Der gefährliche See

Alpenrhein, Bodensee und Hochrhein sind keine reinen Idyllen: Über Jahrhunderte hinweg traten die Gewässer über die Ufer, überspülten Dörfer und Felder, trennten die Verbindungswege zueinander. Der See verschlang in seinen Stürmen Fischer, Lastensegler und Dampfschiffe. Ab 26. Juni präsentiert das Rosgartenmuseum im Kulturzentrum am Münster dazu eine Ausstellung, die wir gerne schon im weiten Vorfeld ankündigen.

Der ungezähmte „wilde Alpenrhein“ verursachte im Rheintal schwerste Überschwemmungen und führte große Treibholzmengen herbei. In den Tiefen des Sees ruhen havarierte Schiffe, abgestürzte Flugzeuge und namenlose Opfer. In besonders strengen Wintern erstarrte der Bodensee zu Eis: Tausende tummelten sich in tückischer Sicherheit auf der spiegelglatten Fläche. Doch in Zeiten des Klimawandels wird die Seegfrörne – die letzte gab es 1963 – zur historischen Erinnerung.

Durch verbesserte Technik ab dem 19. Jahrhundert wurden die Naturgewalten eingedämmt, der „wilde Alpenrhein“ durch Kanalisation gezähmt. Damit verbundene Industrialisierungsvisionen aber blieben am Bodensee Utopie, das Gewässer wurde bis heute nicht „korrigiert“, die Großschifffahrt blieb Hochrhein und Bodensee erspart.

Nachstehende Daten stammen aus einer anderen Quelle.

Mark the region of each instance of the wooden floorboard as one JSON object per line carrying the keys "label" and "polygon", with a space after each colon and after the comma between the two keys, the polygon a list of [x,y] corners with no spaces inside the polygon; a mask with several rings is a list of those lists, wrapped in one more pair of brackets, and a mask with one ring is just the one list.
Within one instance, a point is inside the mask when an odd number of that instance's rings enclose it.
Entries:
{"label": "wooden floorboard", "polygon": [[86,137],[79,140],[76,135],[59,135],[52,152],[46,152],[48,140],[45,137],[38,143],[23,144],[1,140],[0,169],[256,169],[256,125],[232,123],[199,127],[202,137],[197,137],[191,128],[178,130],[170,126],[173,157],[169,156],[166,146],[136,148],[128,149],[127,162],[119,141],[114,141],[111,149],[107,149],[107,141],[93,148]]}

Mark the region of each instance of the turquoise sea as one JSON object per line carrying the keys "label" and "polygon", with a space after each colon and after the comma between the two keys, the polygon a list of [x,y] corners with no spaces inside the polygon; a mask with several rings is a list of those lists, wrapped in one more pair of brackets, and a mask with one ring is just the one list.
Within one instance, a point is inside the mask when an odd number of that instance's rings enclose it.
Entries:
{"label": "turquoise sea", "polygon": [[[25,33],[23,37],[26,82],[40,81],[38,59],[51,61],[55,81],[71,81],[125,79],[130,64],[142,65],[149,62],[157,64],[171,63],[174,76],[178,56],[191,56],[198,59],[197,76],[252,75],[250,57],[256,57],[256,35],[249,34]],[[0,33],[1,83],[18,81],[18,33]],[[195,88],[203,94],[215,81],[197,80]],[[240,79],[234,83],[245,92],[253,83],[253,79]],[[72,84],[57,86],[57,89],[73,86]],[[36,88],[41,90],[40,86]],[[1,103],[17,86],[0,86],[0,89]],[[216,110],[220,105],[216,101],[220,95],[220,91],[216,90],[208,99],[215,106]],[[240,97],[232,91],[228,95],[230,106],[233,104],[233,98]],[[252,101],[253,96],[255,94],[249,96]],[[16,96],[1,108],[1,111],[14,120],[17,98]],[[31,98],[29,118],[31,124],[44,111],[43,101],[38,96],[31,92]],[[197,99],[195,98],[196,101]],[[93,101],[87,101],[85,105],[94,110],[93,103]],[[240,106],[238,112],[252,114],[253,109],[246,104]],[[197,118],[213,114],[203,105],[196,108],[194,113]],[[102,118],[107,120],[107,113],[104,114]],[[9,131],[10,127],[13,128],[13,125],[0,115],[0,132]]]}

Die Ausstellung des Rosgartenmuseums ist eine Kooperation mit zahlreichen Archiven, Gemeinden und Museen an Alpenrhein und Bodensee, unter anderem mit dem Turmhofmuseum Steckborn und dem Seemuseum Kreuzlingen. Sie erzählt Geschichten vom gefährlichen See und sie macht die aktuellen Veränderungen anschaulich. Angesichts der teils dramatischen klimatischen Veränderungen auf der ganzen Welt wird diese Ausstellung der Frage nachgehen, wie das Wetter das Leben der Menschen am Bodensee über ein halbes Jahrtausend lang geprägt hat – und wie sich der heutige Umgang mit einem bedeutenden internationalen Naturreservat gestaltet.

Zur Ausstellung wird ein spannendes und reich illustriertes Buch erscheinen:
Tobias Engelsing: Der gefährliche See – Wetterextreme und Unglücksfälle am Bodensee und Alpenrhein, Südverlag Konstanz, ca. 250 Seiten, 24,90 €.

In der Gegenwart erleben wir den Bodensee vor allem als großen blauen Freizeitpark, mit Sportboothäfen, Badeplätzen, der „Weißen Flotte“ von großen Schweizer, deutschen und österreichischen Verkehrsbetrieben, Segelbooten und Surfern. Dass Menschen diesem Gewässer über Jahrhunderte respektvoll begegneten, seine „Zeichen“ deuteten und Gottes Strafe fürchteten, erscheint uns Heutigen fremd.

Doch erleben wir nicht auch eine Wiederkehr des mythischen Denkens? Wie oft haben wir angesichts verheerender Flutkatastrophen, Dürren und Erdbeben den Eindruck, die vom Menschen ausgebeutete und misshandelte Natur setze sich gegen die räuberischen Eingriffe zur Wehr und schlage gewissermaßen zurück?

Eine Geschichte der Extremwetter und der von diesem Gewässer ausgehenden Gefahren und Katastrophen verweist auch auf den oft fragwürdigen Umgang des Menschen mit diesem sensiblen Naturraum, der heute in drei Ländern zusammen rund fünf Millionen Menschen mit Trinkwasser versorgt. Das Thema gibt also vielfältigen Anlass, über unseren generellen Umgang mit den natürlichen Ressourcen im lokalen und globalen Maßstab nachzudenken.

MM

Bild: Wolff-Seybold – Unwetter im Alpenrheingebiet spülten 1987 Tonnen von Treibholz in den See. Historische Unwetter richteten im Rheintal, am See und am Hochrhein seit Jahrhunderten verheerendere Schäden an.